Analyzes PA.Assignment objects against PA.ActivityProfile data to identify assignments where the principal shows no sign-in (Tier 1), no role-related activity (Tier 2), or stale role usage exceeding the inactivity threshold (Tier 0 threshold breach). Each unused assignment produces a PA.Finding with severity scaled by activity tier and role criticality.

EXAMPLES

EXAMPLE 1

$findings = Find-PAUnusedAssignment -Assignments $assignments -ActivityProfiles $actProfiles

EXAMPLE 2

$findingParams = @{ Assignments = $assignments ActivityProfiles = $actProfiles InactivityThresholdDays = 30 } $findings = Find-PAUnusedAssignment @findingParams

PARAMETERS

-ActivityProfiles

Array of PA.ActivityProfile objects from Get-PAActivitySignal.

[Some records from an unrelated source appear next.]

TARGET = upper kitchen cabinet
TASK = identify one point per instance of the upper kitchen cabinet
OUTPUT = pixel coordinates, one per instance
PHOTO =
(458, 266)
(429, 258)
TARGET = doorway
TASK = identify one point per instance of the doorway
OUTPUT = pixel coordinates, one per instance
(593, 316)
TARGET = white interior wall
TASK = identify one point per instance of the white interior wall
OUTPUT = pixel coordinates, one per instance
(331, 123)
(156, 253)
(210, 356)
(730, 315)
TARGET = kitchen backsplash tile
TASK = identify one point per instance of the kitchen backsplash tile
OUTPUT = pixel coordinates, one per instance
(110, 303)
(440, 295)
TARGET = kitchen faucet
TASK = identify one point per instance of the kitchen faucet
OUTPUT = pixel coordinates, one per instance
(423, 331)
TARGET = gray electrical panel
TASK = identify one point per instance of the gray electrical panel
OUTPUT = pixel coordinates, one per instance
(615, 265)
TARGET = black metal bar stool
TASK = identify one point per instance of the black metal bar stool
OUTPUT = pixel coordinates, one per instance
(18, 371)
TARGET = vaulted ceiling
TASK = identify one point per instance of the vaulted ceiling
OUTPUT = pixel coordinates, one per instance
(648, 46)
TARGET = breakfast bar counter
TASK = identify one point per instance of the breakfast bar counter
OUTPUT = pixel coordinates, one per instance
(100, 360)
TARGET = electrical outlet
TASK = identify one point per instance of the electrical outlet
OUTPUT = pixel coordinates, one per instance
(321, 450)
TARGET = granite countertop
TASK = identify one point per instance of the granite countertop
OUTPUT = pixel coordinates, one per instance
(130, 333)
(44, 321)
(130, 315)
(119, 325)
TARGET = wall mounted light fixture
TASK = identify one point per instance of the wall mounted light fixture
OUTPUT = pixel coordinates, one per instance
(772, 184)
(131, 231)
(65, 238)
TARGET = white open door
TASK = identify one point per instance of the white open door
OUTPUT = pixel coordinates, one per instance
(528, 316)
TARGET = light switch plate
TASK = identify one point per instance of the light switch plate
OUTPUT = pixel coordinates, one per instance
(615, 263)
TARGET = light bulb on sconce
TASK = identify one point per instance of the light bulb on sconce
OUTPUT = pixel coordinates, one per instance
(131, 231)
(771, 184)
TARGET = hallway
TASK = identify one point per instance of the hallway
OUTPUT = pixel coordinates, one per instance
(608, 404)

Type: System.Management.Automation.PSObject[]
DefaultValue: ''
SupportsWildcards: false
Aliases: []
ParameterSets:
- Name: (All)
  Position: 1
  IsRequired: true
  ValueFromPipeline: false
  ValueFromPipelineByPropertyName: false
  ValueFromRemainingArguments: false
DontShow: false
AcceptedValues: []
HelpMessage: ''

-Assignments

Array of PA.Assignment objects from collectors.

Type: System.Management.Automation.PSObject[]
DefaultValue: ''
SupportsWildcards: false
Aliases: []
ParameterSets:
- Name: (All)
  Position: 0
  IsRequired: true
  ValueFromPipeline: false
  ValueFromPipelineByPropertyName: false
  ValueFromRemainingArguments: false
DontShow: false
AcceptedValues: []
HelpMessage: ''

-InactivityThresholdDays

Number of days without role activity before a Tier 0 principal triggers a finding. Defaults to 90.

Type: System.Int32
DefaultValue: 90
SupportsWildcards: false
Aliases: []
ParameterSets:
- Name: (All)
  Position: 2
  IsRequired: false
  ValueFromPipeline: false
  ValueFromPipelineByPropertyName: false
  ValueFromRemainingArguments: false
DontShow: false
AcceptedValues: []
HelpMessage: ''

CommonParameters

This cmdlet supports the common parameters: -Debug, -ErrorAction, -ErrorVariable, -InformationAction, -InformationVariable, -OutBuffer, -OutVariable, -PipelineVariable, -ProgressAction, -Verbose, -WarningAction, and -WarningVariable. For more information, see about_CommonParameters.

INPUTS

None.

OUTPUTS

PSCustomObject (PA.CollectorResult) wrapping PA.Finding items.

NOTES

Part of the PermissionAnalyzer module.